Slurm job scheduler and MATLAB in terminal

Questions

  • What is a batch job?

  • How to make a batch job for MATLAB?

  • How to configure the cluster for MATLAB?

Objectives

  • Understand and use the Slurm scheduler

  • Configure the cluster

  • Start (MATLAB) batch jobs from the command line

  • Try example

Compute allocations in this workshop

  • Rackham: uppmax2025-2-272

  • Kebnekaise: hpc2n2025-062

  • Cosmos: lu2025-7-24

  • Tetralith: naiss2025-22-262

  • Dardel: naiss2025-22-262

Storage space for this workshop

  • Rackham: /proj/r-matlab-julia-uppmax

  • Kebnekaise: /proj/nobackup/r-matlab-julia

  • Tetralith: /proj/r-matlab-julia-naiss/users

  • Dardel: /cfs/klemming/projects/snic/r-matlab-julia-naiss

Warning

Any longer, resource-intensive, or parallel jobs must be run through a batch script.

The batch system used at UPPMAX, HPC2N, LUNARC, NSC, and PDC is called SLURM. The same is the case at most of the Swedish HPC centres.

SLURM is an Open Source job scheduler, which provides three key functions:

  • Keeps track of available system resources

  • Enforces local system resource usage and job scheduling policies

  • Manages a job queue, distributing work across resources according to policies

Note

Useful commands to the batch system

Before going into MATLAB specifics for batch jobs, we should look briefly at some useful commands.

  • Submit job: sbatch <jobscript.sh>

  • Get list of your jobs: squeue --me

  • Check on a specific job: scontrol show job <job-id>

  • Delete a specific job: scancel <job-id>

  • Useful info about a job: sacct -l -j <job-id> | less -S

  • Url to a page with info about the job (Kebnekaise only): job-usage <job-id>

First time configuration

In order to be able to submit jobs to the SLURM queue, you need to configure MATLAB:

Follow these instructions to configure MATLAB

  • To be able to use MATLAB 2019b, and later, together with the batch system, MATLAB needs to be configured to use a cluster profile.

  • This needs to be done only once for each cluster and each version of MATLAB.

  • Note that this is done AFTER loading MATLAB.

This will provide a set of default specifications for batch and parallel jobs called a cluster profile.
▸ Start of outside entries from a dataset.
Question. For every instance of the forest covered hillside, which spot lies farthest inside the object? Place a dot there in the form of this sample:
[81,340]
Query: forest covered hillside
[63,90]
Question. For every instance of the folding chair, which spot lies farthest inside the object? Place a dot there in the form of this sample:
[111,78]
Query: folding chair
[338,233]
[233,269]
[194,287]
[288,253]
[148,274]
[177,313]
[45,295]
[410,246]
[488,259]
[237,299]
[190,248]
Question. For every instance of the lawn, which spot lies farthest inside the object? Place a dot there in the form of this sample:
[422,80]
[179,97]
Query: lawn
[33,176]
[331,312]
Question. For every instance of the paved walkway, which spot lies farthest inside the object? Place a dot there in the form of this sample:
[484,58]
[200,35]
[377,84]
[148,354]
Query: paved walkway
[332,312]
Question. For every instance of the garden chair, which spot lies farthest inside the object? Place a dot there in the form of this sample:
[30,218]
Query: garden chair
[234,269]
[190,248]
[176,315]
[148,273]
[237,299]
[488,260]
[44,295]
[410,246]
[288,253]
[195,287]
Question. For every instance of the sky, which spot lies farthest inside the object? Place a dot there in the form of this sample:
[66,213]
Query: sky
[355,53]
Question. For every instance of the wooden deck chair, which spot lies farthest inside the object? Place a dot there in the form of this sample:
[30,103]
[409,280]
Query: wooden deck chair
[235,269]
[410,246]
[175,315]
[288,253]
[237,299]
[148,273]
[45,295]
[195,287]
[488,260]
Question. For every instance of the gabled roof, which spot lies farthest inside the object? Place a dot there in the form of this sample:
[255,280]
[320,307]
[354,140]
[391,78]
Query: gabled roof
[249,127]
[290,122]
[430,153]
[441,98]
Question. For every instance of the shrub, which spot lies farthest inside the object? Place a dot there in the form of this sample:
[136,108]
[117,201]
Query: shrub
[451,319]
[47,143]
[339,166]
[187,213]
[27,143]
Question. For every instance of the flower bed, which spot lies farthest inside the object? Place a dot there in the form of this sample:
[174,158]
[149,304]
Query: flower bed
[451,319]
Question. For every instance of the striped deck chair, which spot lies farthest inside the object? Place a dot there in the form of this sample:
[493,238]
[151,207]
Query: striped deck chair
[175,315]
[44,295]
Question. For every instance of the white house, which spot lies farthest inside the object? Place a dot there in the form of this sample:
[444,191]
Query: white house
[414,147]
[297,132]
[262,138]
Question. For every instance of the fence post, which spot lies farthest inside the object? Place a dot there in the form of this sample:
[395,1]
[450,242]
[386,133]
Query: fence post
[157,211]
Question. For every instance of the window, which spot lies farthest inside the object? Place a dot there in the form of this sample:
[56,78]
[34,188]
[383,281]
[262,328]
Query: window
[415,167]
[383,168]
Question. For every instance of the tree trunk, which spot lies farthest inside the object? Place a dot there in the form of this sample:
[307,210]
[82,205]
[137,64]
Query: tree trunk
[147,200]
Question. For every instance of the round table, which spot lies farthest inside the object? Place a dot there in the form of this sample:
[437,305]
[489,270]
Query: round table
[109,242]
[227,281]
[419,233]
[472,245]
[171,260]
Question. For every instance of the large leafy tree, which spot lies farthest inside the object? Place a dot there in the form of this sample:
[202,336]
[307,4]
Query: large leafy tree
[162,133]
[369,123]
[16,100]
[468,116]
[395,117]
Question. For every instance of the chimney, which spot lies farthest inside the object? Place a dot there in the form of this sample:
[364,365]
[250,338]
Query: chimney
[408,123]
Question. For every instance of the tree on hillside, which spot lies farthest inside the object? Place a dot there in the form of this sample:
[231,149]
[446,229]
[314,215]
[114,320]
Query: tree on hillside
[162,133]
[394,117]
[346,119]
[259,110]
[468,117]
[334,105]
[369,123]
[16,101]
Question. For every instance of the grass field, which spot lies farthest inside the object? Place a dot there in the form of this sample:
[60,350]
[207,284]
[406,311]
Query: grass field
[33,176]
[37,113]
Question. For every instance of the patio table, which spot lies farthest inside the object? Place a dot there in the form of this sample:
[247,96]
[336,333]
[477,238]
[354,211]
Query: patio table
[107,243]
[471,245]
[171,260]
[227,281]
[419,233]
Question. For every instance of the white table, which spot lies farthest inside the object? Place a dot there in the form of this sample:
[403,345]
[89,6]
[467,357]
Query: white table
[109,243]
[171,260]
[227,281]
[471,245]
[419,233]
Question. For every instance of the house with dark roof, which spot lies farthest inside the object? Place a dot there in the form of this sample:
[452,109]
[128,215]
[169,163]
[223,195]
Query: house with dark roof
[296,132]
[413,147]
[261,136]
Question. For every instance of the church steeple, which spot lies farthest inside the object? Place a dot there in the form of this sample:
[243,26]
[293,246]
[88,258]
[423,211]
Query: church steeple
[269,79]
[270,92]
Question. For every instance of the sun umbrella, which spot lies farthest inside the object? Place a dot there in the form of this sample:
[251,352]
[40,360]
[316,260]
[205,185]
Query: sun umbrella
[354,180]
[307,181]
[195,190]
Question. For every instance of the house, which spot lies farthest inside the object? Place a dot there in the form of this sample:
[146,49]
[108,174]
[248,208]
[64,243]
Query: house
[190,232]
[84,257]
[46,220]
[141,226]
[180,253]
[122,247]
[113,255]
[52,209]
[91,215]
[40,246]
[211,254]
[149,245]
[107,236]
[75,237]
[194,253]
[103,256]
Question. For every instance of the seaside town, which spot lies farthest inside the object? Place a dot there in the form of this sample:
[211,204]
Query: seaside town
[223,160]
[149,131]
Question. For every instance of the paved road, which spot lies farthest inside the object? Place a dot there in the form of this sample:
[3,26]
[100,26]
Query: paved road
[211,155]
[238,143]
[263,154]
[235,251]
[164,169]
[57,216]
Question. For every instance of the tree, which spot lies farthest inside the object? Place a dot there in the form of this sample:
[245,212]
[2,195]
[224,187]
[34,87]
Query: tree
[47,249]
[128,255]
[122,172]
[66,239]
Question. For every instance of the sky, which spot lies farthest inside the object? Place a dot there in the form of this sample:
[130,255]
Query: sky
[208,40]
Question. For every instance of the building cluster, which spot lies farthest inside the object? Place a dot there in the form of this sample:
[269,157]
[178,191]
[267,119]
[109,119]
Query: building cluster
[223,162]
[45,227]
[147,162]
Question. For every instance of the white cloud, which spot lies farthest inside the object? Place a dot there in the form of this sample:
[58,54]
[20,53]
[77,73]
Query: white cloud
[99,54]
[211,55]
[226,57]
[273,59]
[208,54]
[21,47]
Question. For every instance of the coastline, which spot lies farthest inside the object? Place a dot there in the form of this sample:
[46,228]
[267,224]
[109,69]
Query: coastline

These specifications can be changed or added to at runtime, and it is possible to have more than one profile for a single release.

configCluster(.sh) from the terminal

You do all these ONCE for each cluster, and for each version of MATLAB you use. You do this AFTER loading MATLAB but before starting the MATLAB command line or GUI (except for on Tetralith where it is done within MATLAB, see below).

NOTE: you do NOT do configCluster on Dardel!

NOTE: on Dardel you need your own Mathworks account or to contact them and ask for access to run Matlab there! We have added access for those participants who had PDC accounts on 19 March.

configCluster.sh <project-id>

Note

At LUNARC it is also possible do the cluster profile configuration on the MATLAB command line. In that case you just do

>> configCluster

Be sure to choose “cosmos” when prompted. After this, you can use the Cluster Profile Manager to add to or refine submission parameters.

Example (HPC2N):

../_images/configcluster.png

Apart from whether or not to include the .sh and the project-id, it should work the same at all centers.

Example (LUNARC):

[bbrydsoe@cosmos3 ~]$ configCluster.sh lu2024-7-68
salloc: Granted job allocation 927531
salloc: Waiting for resource configuration
salloc: Nodes cn011 are ready for job

                            < M A T L A B (R) >
                  Copyright 1984-2023 The MathWorks, Inc.
             R2023b Update 7 (23.2.0.2515942) 64-bit (glnxa64)
                              January 30, 2024


To get started, type doc.
For product information, visit www.mathworks.com.


ip =

    "10.21.0.11"

        [1] aurora
        [2] cosmos
2
Select a cluster [1-2]: >>Complete.  Default cluster profile set to "cosmos R2023b".

        Must set AccountName and WallTime before submitting jobs to COSMOS.  E.g.

        >> c = parcluster;
        >> c.AdditionalProperties.AccountName = 'account-name';
        >> % 5 hour walltime
        >> c.AdditionalProperties.WallTime = '05:00:00';
        >> c.saveProfile

MATLAB is configured for multi-node parallelism.

salloc: Relinquishing job allocation 927531
salloc: Job allocation 927531 has been revoked.
[bbrydsoe@cosmos3 ~]$

Exercise

Login to either HPC2N, UPPMAX, LUNARC, NSC, or PDC if you have not already.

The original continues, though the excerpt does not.